Opinion: Simple Home Truths
What’s so great about simplicity? We’re always being told that the simple life is the right kind of life, uncluttered by unnecessary anxieties and the desires that fuel them. The simple message is the honest one, and the simple fact the thing that really happened. Now of course “simple” has got all complicated by terrifying conservative lurch to the right in politics, here and across the Atlantic. Simple means British values that reduce all thinking to simple slogans; Trump has made acting like a simpleton the kind of attribute that can get you elected President of the United States.
Yet there’s another kind of simple that has always been deeply instructive, a way of learning who we are, and it’s the great unifying quality in novels and prose. The kind of simple language and sentence structure that renders clear, straightforward description of events and characters in ways that shimmer with the complexities and nuances of being human are more important than ever to us now. This kind of writing deploys words that show, more than most other means of communication can, the exact qualities of a person and how they did something – a quality Elizabeth Bowen attributed to the New Zealand writer Katherine Mansfield’s work: “It’s as though she writes in transparent ink” Bowen wrote herself, beautifully simply, and transparently of Mansfield’s short stories and style.

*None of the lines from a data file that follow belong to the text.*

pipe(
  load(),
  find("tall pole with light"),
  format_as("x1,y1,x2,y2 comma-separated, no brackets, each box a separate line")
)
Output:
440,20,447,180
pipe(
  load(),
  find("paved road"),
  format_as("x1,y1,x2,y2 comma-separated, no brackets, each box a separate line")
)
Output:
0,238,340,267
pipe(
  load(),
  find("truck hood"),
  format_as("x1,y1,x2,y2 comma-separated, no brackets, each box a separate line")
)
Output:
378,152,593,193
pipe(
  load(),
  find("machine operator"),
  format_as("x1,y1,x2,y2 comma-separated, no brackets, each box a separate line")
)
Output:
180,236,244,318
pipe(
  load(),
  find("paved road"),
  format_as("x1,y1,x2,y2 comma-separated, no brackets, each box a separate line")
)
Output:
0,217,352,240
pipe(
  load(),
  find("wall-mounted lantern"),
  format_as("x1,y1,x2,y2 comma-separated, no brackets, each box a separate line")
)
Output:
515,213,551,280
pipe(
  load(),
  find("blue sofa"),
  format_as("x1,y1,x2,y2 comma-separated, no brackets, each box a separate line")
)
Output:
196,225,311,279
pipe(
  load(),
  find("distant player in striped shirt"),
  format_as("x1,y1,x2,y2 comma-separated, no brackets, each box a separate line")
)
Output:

Fiction can certainly help remind us who we are in a world gone crazed with phony simplicities, post truths and the like. The best stories, however fretted over with sophisticated plots or subject or research, are still those that sit squarely and memorably in the mind as though they have always been there. As simple as any affecting experience are the fictions we love and return to, over and over again. You don’t need to be a rocket scientist to count War and Peace as part of your own experience. In the midst of all those patronyms and massive extended families and historical points of war, there is the clear prose, the simplicity of a narrative intent to present human life in all its tender, hopeful, disappointed and joyful detail.

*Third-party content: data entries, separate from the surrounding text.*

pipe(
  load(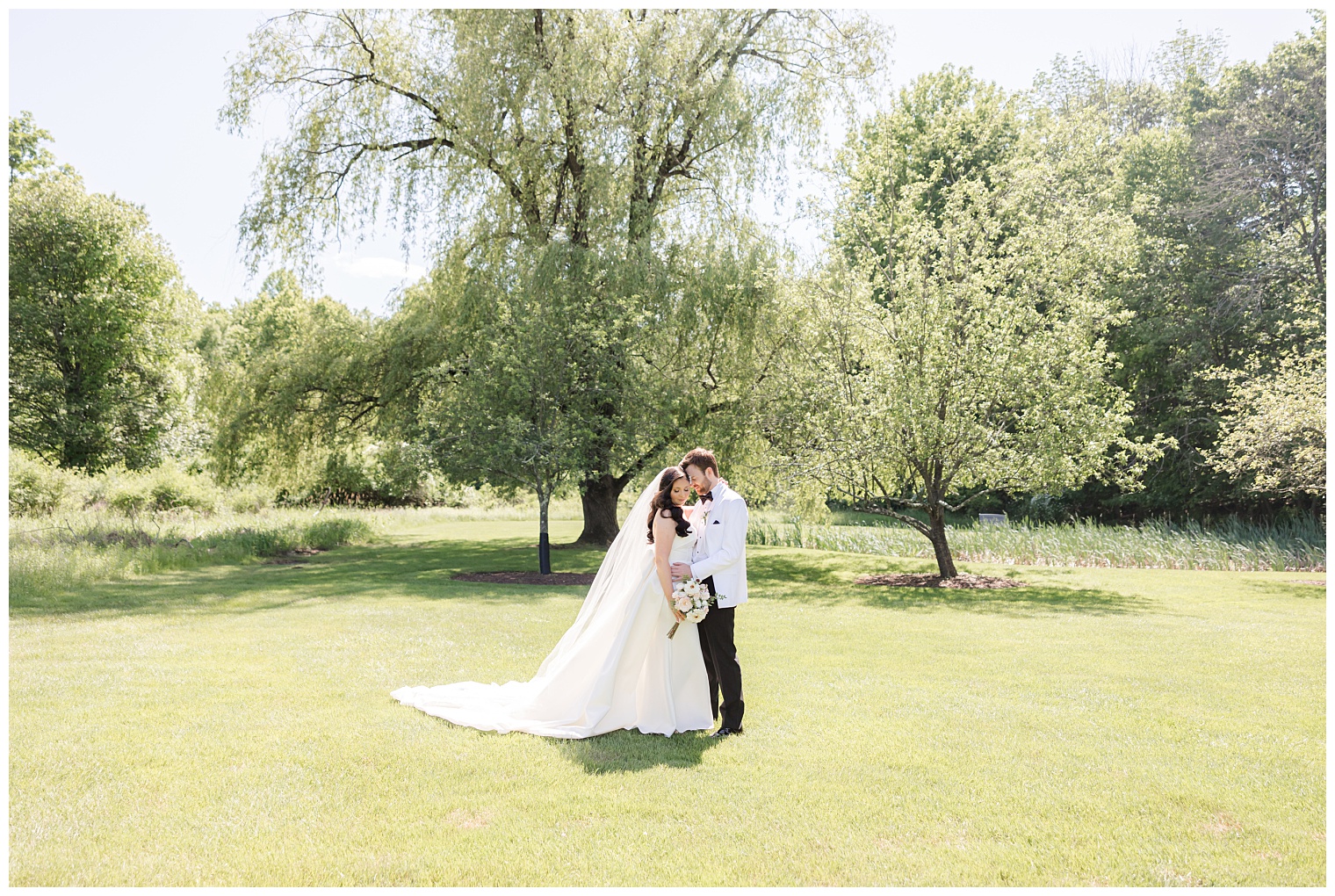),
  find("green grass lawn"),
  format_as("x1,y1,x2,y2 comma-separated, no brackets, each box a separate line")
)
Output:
10,516,1325,885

So we need to be careful, then, about retaining the parts of simple that aren’t being tainted by the creeping conservatism of the nationalist and pro-right wing sort. Forget the simple life that’s being used to advertise a simplistic nationalism – whether it’s the sort of Fish and Chips and and a pint of UKIP, Tartan Scottishness, or Mom’s Apple Pie and Making America Great again. We need to make way instead for the kind of writing, discussion and public debate that privileges a clear and methodical pattern of thought that cuts through all the 4th of July style razzamataz coming from Washington and the nonsense here about the old fashioned British values or ScottLAND.

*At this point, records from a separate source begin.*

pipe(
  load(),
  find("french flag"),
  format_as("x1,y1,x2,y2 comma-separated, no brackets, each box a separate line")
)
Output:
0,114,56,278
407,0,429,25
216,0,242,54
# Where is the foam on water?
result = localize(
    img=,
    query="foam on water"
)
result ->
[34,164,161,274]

Fiction can help. Words count. The writer Cynthia Rogerson, born in San Franscico but a long time resident of the Highlands – she used to co direct the Moniack Mhor Writers Centre in Inverness-shire – has written, under the pen name Addison Jones, a beautifully simple novel, Wait for me, Jack, that is about nothing except domestic life, marriage. It begins with the minute by minute frustrations of a very old couple, their memories blurred by stroke and dementia, and spools back, chapter by chapter, through their long marriage to the moment they first met, barely out of their teens. It’s a simple approach that is also as complicated as domestic life is. Somehow nothing goes on, and yet everything does. It reminds me how we need novels to remind us that simplicity is actually profound.